Auf der Fahrt fragte sie nicht mehr nach Grandma und ihrer Geschichte, auch nicht nach anderem. Sie umkurvten den Theodor-Heuss-Platz, und Lisa zuckte zusammen, als sie von einem wilden BMW-Fahrer geschnitten wurden und gleich danach von einem Mercedes.

„Good god!“, rief sie. „All of them Michael Schumachers!“

„Ja, so fahren wir Deutschen“, entgegnete Tim nicht ohne Stolz.

Die vielspurige Bismarckstraße hinab bis zum Ernst-Reuter-Platz. Lisa kannte Ernst Reuter nicht. Schaut auf diese Stadt! Nie gehört. Amerikanerin eben. Das Charlottenburger Tor, die Straße des 17. Juni. Nein, das war nicht die Revolution von 1989, sondern der Aufstand von 1953. Neuere Geschichte! Die Siegessäule gefiel ihr, sie habe etwas von Walt Disney World. Dann vor ihnen das Brandenburger Tor. Endlich ein von tausend Fotos vertrauter Anblick! „Ich dachte, es wäre größer“, sagte sie.

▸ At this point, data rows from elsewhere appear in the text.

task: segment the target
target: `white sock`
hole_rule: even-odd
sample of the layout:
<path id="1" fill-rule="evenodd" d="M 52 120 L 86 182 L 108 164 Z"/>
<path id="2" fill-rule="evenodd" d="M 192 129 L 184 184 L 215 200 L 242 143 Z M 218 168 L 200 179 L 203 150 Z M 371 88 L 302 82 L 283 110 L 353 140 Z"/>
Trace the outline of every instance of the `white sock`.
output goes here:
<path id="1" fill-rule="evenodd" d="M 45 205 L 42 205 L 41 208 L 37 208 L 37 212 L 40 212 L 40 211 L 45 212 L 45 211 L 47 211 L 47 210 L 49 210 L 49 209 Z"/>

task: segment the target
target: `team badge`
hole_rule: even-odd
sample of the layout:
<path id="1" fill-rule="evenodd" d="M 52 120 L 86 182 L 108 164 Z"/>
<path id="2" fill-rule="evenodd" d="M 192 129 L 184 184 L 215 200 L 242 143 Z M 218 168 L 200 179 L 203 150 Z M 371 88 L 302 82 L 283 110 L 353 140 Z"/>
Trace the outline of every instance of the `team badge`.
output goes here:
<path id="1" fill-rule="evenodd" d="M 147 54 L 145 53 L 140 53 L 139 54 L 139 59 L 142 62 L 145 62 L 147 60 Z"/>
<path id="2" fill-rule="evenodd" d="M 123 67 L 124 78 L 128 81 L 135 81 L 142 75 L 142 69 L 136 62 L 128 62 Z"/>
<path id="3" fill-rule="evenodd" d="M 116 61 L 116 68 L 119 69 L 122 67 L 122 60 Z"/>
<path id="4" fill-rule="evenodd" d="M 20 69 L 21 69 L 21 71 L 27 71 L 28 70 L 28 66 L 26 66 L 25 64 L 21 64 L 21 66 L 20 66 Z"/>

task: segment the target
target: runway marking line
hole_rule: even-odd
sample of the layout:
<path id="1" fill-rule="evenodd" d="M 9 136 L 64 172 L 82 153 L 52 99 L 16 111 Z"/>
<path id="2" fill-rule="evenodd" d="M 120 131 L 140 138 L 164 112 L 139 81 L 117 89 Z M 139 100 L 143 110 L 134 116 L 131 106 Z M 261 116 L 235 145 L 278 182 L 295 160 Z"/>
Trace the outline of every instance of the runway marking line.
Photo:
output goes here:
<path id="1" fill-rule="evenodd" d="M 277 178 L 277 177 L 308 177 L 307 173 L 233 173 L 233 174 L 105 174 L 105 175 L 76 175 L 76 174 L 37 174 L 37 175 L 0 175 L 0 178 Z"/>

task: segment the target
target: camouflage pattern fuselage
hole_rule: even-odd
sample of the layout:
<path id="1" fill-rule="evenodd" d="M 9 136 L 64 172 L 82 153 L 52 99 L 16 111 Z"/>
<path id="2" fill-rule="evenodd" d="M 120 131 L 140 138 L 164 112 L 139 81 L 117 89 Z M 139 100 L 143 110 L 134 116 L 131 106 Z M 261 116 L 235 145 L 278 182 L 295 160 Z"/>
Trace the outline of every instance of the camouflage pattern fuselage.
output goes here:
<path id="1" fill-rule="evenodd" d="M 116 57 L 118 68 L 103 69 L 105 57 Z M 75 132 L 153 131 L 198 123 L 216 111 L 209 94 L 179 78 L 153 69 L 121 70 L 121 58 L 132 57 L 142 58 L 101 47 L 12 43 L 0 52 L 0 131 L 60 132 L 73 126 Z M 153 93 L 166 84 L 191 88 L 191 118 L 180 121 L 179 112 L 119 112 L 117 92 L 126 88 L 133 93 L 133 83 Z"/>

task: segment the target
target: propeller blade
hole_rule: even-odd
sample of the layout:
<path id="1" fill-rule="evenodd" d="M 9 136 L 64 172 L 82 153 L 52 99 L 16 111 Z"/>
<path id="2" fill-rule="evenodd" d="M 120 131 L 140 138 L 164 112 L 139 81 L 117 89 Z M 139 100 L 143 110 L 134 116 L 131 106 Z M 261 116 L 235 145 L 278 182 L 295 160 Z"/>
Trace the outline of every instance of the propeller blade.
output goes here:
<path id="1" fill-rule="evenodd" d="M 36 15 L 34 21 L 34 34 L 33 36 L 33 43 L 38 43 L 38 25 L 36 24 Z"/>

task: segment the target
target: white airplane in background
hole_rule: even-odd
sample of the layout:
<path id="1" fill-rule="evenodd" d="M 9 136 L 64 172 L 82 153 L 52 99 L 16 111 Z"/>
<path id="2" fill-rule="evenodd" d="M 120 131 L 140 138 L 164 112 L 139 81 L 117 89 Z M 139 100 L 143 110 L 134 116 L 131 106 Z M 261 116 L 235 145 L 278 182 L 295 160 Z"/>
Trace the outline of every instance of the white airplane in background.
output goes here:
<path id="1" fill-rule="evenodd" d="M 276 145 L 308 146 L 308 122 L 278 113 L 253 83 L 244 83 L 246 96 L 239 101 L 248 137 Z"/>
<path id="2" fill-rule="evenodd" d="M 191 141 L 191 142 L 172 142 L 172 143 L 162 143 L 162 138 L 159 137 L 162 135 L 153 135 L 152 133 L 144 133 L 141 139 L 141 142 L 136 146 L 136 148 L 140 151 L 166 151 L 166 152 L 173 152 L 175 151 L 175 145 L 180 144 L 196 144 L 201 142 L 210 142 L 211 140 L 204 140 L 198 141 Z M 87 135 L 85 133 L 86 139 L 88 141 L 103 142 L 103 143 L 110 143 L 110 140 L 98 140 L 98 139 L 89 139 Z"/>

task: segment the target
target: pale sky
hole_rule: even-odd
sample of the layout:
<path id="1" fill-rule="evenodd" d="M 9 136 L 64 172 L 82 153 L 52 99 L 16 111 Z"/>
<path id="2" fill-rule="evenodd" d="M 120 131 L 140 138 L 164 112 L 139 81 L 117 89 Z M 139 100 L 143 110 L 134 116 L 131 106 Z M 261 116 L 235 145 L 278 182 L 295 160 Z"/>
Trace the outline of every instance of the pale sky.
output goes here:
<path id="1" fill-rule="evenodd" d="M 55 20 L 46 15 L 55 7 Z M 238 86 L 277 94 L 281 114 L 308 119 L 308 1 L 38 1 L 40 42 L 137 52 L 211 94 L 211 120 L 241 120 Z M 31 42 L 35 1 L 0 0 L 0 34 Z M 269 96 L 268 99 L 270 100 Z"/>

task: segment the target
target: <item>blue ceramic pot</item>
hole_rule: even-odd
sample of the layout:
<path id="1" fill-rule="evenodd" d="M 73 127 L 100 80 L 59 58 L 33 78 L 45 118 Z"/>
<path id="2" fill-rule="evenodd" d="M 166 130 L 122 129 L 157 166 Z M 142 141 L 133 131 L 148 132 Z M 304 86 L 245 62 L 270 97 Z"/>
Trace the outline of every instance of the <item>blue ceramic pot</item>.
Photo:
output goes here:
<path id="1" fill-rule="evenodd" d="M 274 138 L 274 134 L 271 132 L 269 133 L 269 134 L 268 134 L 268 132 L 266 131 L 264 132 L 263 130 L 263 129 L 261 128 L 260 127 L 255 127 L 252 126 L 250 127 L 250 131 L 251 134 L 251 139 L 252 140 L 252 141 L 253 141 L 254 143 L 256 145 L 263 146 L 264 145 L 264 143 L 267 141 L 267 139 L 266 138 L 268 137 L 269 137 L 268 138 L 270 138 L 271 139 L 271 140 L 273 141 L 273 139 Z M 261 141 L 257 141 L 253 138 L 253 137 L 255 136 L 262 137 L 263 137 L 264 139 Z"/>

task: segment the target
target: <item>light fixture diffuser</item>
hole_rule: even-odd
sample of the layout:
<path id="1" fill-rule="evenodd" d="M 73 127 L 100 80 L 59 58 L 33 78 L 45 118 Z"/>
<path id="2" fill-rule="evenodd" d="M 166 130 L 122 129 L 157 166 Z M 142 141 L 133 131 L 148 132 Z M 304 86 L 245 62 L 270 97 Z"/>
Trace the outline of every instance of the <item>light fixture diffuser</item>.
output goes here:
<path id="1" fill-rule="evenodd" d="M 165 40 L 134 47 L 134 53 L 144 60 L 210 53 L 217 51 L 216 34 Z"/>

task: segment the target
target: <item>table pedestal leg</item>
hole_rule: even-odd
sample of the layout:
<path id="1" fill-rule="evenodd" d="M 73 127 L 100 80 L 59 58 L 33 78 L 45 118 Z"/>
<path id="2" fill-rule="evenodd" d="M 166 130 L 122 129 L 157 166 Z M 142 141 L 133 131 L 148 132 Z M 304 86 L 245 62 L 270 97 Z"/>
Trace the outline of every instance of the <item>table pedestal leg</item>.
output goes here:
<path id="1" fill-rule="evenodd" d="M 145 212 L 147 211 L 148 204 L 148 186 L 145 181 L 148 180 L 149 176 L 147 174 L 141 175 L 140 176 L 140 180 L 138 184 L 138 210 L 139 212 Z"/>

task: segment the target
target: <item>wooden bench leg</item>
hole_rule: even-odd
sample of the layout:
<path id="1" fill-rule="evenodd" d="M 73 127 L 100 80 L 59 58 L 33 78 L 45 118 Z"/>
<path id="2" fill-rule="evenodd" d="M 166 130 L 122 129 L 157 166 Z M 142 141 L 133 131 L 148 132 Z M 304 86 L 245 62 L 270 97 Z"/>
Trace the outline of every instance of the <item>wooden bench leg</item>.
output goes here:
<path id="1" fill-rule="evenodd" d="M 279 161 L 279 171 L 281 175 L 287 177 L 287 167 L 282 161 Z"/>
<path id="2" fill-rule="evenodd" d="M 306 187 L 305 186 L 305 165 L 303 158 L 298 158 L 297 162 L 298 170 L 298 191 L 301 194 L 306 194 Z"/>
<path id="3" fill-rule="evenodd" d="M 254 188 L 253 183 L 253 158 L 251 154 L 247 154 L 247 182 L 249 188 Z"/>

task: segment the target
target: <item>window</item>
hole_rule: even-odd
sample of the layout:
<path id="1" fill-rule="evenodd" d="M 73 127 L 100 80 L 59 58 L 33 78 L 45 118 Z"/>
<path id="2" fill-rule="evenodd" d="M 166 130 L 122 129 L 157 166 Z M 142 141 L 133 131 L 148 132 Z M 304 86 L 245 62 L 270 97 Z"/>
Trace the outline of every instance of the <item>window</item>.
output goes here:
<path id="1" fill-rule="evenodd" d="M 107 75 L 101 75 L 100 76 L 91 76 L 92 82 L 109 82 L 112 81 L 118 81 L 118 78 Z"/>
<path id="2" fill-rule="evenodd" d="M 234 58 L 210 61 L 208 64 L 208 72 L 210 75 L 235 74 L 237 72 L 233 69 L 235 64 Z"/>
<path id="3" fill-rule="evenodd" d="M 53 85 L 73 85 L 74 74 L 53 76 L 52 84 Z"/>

Tim zeigte ihr gleich daneben am Pariser Platz die amerikanische Botschaft, die sie erstaunlicherweise wunderschön fand.

Er setzte sie am Westin Grand Hotel ab, Unter den Linden, Ecke Friedrichstraße. Nobel!, dachte er. Warum nicht gleich ins Adlon? Er fragte sich, woher Lisa das Geld hatte. Das musste er noch herausbekommen. Nur so, aus Neugier. Er kannte sie ja erst seit wenigen Stunden.